As for St Andrew Avellino, that ornament of the strict Theatine clerks regular, from being an ecclesiastical lawyer, upon feeling the awful horror of telling a slight untruth in his avocation, he turned to seeking God alone, and took two most strict and fearsome vows, ones never to be made but by special divine inspiration, with prudent counsel and in a state of advanced holiness, viz. to ever annihilate his own will, and to seek with utmost strength to ever do that which is most perfect. This twofold holocaust of himself he accomplished, as his Collect reminds us - for we must all of us seek perfection; God calls us to be saints, and assuredly only by becoming such shall we enter heaven, achieving our true apotheosis in that apex of glory:
Deus, qui in corde beati Andreæ Confessoris tui, per arduum quotidie in virtutibus proficiendi votum, admirabiles ad te ascensiones disposuisti: concede nobis ipsius meritis et intercessione ita ejusdem gratiæ participes fieri, ut, perfectiora semper exsequentes, ad gloriæ tuæ fastigium feliciter perducamur. Per...(God, Who in the heart of blessed Andrew Thy Confessor, by his arduous vow of daily increasing in virtues, didst direct [his] wondrous advancements upwards to Thee: grant unto us by his very merits and intercession so to be made sharers of the same grace, that, ever following after things more perfect, to the summit of Thy glory we may happily be brought. Through...)

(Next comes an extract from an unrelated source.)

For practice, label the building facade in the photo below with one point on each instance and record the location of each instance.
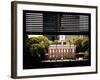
(56, 52)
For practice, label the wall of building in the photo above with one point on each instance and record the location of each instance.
(5, 41)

After Mass (and Vespers read privately in thanksgiving), a number of the brethren joined Fr for dinner, as a fitting end to our celebrations.

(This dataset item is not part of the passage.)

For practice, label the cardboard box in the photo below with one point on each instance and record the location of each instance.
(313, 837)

Sessio VIII of the Fratres Oratorii will be held at 5.30 pm on Monday the 8th of December, the Feast of the Immaculate Conception, with most likely sung Mass afterward. (Given the day's solemnity, we will have Solemn Exposition, and will sing the Litanies of our Lady, as well as the Advent Marian anthem Alma Redemptoris Mater.) This will mark the first anniversary of the Brethren of the Oratory, who first gathered for devotions on the 20th of November last year.